Agnes Gund’s Art for Justice Fund Just Awarded $22 Million in Grants to Fight Mass Incarceration

Mural Arts Philadelphia was among a small group of arts-based organizations to make the freshman class of grantees.

Agnes Gund and Ford Foundation president Darren Walker at the LDF 31th National Equal Justice Awards Dinner on November 2, 2017. (Photo Dave Kotinsky/Getty Images for NAACP Legal Defense and Educational Fund, Inc.

Two giant murals by street artist Shepard Fairey loom over the streets of Philadelphia’s Center City: One features James Anderson, a former Los Angeles gang member who now works to keep others out of prison; the other depicts Amira Mohamed, a formerly incarcerated architecture student.

Commissioned by Mural Arts Philadelphia, the works are part of a project designed to give a face, literally, to the phenomenon of mass incarceration in the United States. Now, they are also a big reason why the nonprofit has garnered one of the first grants awarded by Agnes Gund‘s newly established Art for Justice Fund.

On Wednesday, the fund—founded this summer by the arts patron to support criminal-justice reform—disbursed $22 million in grants to 30 organizations, with awards ranging from $100,000 to $7.5 million. Mural Arts, the main visual-arts organization in this first round of grantees, won a $200,000 award for its ongoing efforts to shed light on the problem of mass incarceration.

Gund established the Art for Justice Fund with proceeds from the sale of Roy Lichtenstein’s Masterpiece (1962), which she sold to billionaire collector Steve Cohen for $165 million. She put $100 million aside to establish the fund, managed by the Ford Foundation.

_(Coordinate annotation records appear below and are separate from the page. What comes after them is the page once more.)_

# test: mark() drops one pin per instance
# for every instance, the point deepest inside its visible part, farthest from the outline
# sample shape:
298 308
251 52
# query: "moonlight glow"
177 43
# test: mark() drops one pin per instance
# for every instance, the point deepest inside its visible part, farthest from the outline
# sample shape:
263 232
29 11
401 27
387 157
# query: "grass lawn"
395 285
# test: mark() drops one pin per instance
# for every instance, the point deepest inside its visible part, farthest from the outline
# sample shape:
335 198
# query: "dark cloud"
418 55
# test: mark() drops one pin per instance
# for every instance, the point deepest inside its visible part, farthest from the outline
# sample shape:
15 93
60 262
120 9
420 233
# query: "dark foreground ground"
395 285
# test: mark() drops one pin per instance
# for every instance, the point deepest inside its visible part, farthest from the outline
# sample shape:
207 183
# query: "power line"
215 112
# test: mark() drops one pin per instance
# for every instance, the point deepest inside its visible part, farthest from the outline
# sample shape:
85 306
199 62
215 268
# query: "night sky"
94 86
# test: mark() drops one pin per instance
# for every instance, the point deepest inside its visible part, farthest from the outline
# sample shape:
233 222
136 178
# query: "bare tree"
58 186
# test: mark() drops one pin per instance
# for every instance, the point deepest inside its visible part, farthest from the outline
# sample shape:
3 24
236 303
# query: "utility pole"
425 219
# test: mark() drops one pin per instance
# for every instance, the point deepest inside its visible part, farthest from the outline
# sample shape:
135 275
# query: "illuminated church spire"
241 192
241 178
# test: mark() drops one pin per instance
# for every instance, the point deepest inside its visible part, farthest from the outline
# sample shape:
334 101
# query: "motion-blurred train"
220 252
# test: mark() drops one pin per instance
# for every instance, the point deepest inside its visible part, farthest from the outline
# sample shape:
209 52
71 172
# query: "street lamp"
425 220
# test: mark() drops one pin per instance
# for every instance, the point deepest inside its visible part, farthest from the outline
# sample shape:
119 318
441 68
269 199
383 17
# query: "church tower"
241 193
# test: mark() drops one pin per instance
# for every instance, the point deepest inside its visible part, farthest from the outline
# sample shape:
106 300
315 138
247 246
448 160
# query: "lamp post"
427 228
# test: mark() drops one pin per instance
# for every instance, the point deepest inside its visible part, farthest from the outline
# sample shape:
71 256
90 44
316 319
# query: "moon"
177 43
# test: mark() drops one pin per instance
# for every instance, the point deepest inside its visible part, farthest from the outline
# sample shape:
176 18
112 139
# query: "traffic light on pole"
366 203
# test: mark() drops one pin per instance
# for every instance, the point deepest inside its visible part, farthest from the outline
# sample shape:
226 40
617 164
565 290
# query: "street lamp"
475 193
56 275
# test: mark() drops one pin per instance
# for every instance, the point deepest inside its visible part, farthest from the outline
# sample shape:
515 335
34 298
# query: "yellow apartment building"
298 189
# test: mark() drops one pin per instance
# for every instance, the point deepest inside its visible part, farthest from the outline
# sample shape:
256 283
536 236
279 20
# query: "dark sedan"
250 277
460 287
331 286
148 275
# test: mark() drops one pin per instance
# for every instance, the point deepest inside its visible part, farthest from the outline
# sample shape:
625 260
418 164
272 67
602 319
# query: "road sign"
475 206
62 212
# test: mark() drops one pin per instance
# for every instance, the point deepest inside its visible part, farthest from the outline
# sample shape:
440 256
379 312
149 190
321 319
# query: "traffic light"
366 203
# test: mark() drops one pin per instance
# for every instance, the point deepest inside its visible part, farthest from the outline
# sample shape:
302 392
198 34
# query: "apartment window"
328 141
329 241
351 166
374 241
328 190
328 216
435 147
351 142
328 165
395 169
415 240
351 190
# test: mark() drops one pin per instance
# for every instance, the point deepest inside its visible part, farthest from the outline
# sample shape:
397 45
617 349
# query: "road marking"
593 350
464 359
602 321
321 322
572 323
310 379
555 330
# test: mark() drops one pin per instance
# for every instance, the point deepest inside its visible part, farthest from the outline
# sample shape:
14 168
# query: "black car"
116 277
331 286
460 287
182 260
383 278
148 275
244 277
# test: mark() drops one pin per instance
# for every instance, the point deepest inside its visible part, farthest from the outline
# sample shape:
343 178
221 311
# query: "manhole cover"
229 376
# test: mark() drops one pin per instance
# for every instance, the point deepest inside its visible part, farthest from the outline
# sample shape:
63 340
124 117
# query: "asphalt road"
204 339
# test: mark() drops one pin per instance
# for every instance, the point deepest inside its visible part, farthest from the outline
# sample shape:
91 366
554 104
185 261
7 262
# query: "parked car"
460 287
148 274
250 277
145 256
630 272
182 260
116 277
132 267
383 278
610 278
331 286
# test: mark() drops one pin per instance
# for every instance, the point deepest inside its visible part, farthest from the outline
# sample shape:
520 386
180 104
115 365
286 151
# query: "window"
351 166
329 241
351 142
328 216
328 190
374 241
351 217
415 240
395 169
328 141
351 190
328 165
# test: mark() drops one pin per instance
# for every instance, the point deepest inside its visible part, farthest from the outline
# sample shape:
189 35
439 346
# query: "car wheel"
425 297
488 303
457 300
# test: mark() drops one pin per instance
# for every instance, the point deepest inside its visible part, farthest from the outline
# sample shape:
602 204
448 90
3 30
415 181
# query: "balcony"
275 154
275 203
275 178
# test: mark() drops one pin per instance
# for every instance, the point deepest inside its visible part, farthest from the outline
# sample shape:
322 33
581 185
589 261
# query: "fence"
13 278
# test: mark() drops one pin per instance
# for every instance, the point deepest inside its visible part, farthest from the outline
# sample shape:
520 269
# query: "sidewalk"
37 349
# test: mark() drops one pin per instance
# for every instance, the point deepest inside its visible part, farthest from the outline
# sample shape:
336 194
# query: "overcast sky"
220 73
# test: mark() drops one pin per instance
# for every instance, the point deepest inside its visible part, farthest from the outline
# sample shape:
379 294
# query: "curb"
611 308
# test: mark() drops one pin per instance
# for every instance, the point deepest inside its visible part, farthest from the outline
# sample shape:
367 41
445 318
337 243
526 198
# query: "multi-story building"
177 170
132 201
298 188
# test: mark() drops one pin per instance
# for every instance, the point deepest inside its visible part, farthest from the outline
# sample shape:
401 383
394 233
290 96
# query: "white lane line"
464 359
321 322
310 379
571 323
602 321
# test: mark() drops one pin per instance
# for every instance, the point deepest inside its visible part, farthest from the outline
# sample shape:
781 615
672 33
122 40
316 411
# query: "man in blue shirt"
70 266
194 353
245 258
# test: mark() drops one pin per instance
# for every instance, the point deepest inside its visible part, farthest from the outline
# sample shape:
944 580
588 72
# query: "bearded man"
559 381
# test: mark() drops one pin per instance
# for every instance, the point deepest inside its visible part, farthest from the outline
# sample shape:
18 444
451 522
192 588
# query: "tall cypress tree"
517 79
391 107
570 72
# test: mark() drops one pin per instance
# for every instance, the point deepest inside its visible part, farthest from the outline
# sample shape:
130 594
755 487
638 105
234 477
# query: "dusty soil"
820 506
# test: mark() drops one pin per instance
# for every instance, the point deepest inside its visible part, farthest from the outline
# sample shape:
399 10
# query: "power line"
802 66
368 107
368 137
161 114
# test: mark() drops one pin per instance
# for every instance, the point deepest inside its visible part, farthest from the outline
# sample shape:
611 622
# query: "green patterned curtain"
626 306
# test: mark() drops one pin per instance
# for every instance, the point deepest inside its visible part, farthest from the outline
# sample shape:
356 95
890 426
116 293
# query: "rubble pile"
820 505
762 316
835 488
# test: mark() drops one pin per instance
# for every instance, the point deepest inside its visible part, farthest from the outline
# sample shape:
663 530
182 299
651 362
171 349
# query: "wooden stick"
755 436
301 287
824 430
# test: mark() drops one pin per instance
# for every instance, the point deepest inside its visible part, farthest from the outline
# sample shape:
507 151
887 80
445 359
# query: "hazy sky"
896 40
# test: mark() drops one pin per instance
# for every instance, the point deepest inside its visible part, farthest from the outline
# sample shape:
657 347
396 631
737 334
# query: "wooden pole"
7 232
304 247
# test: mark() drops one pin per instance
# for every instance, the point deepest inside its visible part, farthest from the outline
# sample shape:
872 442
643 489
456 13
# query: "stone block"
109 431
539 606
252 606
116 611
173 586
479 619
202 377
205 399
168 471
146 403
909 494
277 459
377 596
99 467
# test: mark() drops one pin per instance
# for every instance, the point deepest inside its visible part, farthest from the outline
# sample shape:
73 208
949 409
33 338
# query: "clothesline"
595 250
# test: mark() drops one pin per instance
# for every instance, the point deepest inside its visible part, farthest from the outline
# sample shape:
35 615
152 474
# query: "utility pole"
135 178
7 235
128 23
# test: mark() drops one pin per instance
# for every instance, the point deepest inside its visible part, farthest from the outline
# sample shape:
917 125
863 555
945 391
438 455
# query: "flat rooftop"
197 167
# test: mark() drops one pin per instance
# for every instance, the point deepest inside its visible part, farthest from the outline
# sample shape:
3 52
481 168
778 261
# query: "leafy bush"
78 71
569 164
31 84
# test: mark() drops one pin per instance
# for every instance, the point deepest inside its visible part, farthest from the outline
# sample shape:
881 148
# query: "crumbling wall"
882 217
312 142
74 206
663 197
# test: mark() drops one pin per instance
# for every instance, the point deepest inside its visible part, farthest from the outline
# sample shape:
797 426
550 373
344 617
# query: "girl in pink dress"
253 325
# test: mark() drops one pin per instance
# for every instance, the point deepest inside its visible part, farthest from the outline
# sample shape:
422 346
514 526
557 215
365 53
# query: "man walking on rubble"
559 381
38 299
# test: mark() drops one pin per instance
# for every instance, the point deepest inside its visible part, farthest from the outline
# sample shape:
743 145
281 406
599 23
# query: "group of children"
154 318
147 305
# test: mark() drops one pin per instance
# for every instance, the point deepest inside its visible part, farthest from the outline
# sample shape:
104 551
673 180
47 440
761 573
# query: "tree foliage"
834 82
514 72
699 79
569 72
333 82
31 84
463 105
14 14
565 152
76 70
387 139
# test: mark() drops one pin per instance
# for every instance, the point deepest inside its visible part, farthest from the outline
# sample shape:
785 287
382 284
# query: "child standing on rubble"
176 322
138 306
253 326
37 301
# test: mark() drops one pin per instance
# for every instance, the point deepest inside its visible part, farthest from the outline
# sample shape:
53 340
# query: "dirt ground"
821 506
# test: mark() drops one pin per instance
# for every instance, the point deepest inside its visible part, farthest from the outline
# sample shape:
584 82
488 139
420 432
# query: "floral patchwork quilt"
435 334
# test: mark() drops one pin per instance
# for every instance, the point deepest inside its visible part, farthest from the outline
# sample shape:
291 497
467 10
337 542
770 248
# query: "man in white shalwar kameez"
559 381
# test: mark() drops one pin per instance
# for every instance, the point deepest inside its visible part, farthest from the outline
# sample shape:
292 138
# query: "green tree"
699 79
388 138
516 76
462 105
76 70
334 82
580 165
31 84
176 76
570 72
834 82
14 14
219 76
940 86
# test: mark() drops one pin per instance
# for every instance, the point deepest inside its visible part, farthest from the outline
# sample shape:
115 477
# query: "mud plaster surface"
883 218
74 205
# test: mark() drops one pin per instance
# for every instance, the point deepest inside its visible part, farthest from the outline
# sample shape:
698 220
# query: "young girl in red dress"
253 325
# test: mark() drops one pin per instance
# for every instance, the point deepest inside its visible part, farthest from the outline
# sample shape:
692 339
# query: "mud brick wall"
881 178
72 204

The issue of mass incarceration—and its disproportionate impact on people of color—has come to the fore in recent years amid a rising national conversation about the country’s criminal justice system. A small sample of the damning statistics illustrates why: America accounts for some 25 percent of those incarcerated worldwide; it spends a whopping $80 billion on corrections annually; and it jails black children (minors under 18) at a rate five times higher than it does white children.

A mural by Shepard Fairey in Philadelphia, a project of Mural Arts Philadelphia. Courtesy Mural Arts.

A mural by Shepard Fairey in Philadelphia, a project of Mural Arts Philadelphia. Courtesy Mural Arts.

The grants are part of the organization’s overarching plan to decrease the number of people incarcerated in the United States. In a conference call on Wednesday, the fund announced its ambitious goal of reducing the prison population by as much as 20 percent in five targeted states.

Most of the grants will go to either to nonprofits working to address specific problems in the criminal justice system like America’s bail system, which many argue discriminates against the poor, or to literary and theatrical programs.

In addition to Mural Arts, other arts-based organizations to receive awards this year include Art 180, Rehabilitation Through the Arts, and Arts for Incarcerated Youth Project. In 2018, the Rockefeller Philanthropy Advisors, which is organizing the Fund and distributing grants, says it hopes to include even more visual arts organizations. (The full freshman class is listed on the fund’s website.)

Alice Walton, art collector and founder of Arkansas’s Crystal Bridges Art Museum, has made a $5 million commitment to support the Art for Justice Fund, bolstering the ranks of their patrons. Aside from Gund herself, those include other collectors and museum trustees including Jo Carole Lauder, Brooke and Dan Neidich, and Glenn Fuhrman.

At Mural Arts, the grant has been a source of excitement from the start. “I literally jumped for joy when we were invited to apply,” executive director Jane Golden told artnet News.

Now that it has won the award, the nonprofit will put the money to work by launching a public art project in partnership with the city’s criminal justice department. The project will aim to bring down the county jail’s population, to work with inmates at a nearby state prison, and to work with formerly incarcerated artists to provide career guidance, among other initiatives.

“It’s hard enough for artists to find work in our society, never mind the formerly incarcerated,” said Golden. “How do you put that genius and talent and creativity to work?”